In this case there clearly was probable cause to believe that Sandra Jordan was in the house. The officers had legal authority to enter to arrest Sandra Jordan in execution of the arrest warrant. ORS 133.235(5) provides:
"In order to make an arrest, a peace officer may enter premises in which he has probable cause to believe the person to be arrested to be present."
Although defendant had been arrested, Officer Ault was not positive that defendant was Sandra Jordan. The officers returned to the house to determine if there was another person who was Sandra Jordan in the house.
In essence, the police went to a house they reasonably believed the wanted person to be in. They then took action to freeze the situation, including a reasonable detention of defendant, until they were satisfied that they had properly executed the warrant by arresting the person named therein. There was no indiscriminate holding, no dragnet, no arrest for the purpose of custodial interrogation. Rather, there was a reasonable on-the-scene process to assure that the person arrested was the person they were commanded to arrest. This was reasonable police conduct and the motion to suppress was therefore properly denied.
Affirmed.
I cannot agree with the majority opinion for the following reasons:
After defendant had been placed in the patrol car, Officer Ault checked the back of the mug shot he had of Sandra Jordan and noted that defendant's physical description differed from that of Sandra Jordan. Officer Ault did not check the physical description written on the back of the photograph until after he had ordered the officers back into the house to search for any other persons.

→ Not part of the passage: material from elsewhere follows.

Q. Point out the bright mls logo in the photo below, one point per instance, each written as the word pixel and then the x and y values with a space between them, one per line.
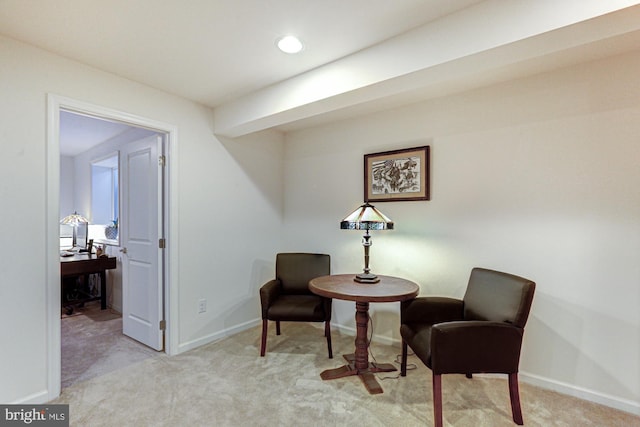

The officers then entered the house over the objection of the other woman and subsequently discovered Sandra Jordan hiding in the attic.
The issue on appeal is whether the officers, having probable cause to arrest and then arresting defendant as Sandra Jordan, could have had at the same time probable cause to believe that defendant was not Sandra Jordan and that the real Sandra Jordan was still in the house.
The majority concludes that the officers had probable cause to arrest defendant pursuant to the arrest warrant issued for Sandra Jordan. The facts giving rise to probable cause that defendant was Sandra Jordan were: (1) defendant resided at the address where Sandra Jordan was supposed to be, and (2) gave a name which was an alias used by Sandra Jordan. In addition, however, the majority concludes that the above facts also gave the officers probable cause to believe that defendant was not Sandra Jordan. I cannot agree with the second conclusion.
Probable cause in this context means a well warranted suspicion that defendant was or was not the person named in the arrest warrant. See, State v. Willis, 24 Or. App. 409, 412, 545 P.2d 1392, rev den (1976). I conclude, as did the trial court, that the police officers had a well warranted suspicion, based upon the facts recited above, that defendant was Sandra Jordan. How then could the officers at the same time have had a well warranted suspicion, arising from the same facts, that Sandra Jordan was still in the house? Having arrested defendant the police officers did not have probable cause to reenter the house and search for Sandra Jordan. While it is true that the officers may not have been positive of defendant's identity, the mere doubt present in this case was not sufficient to justify the search.
I have no disagreement with any of the hypothetical examples of probable cause for multiple arrests given in the majority opinion. All are proper. However, they are all distinguishable on their facts from the case at bar.
For the above reasons I respectfully dissent.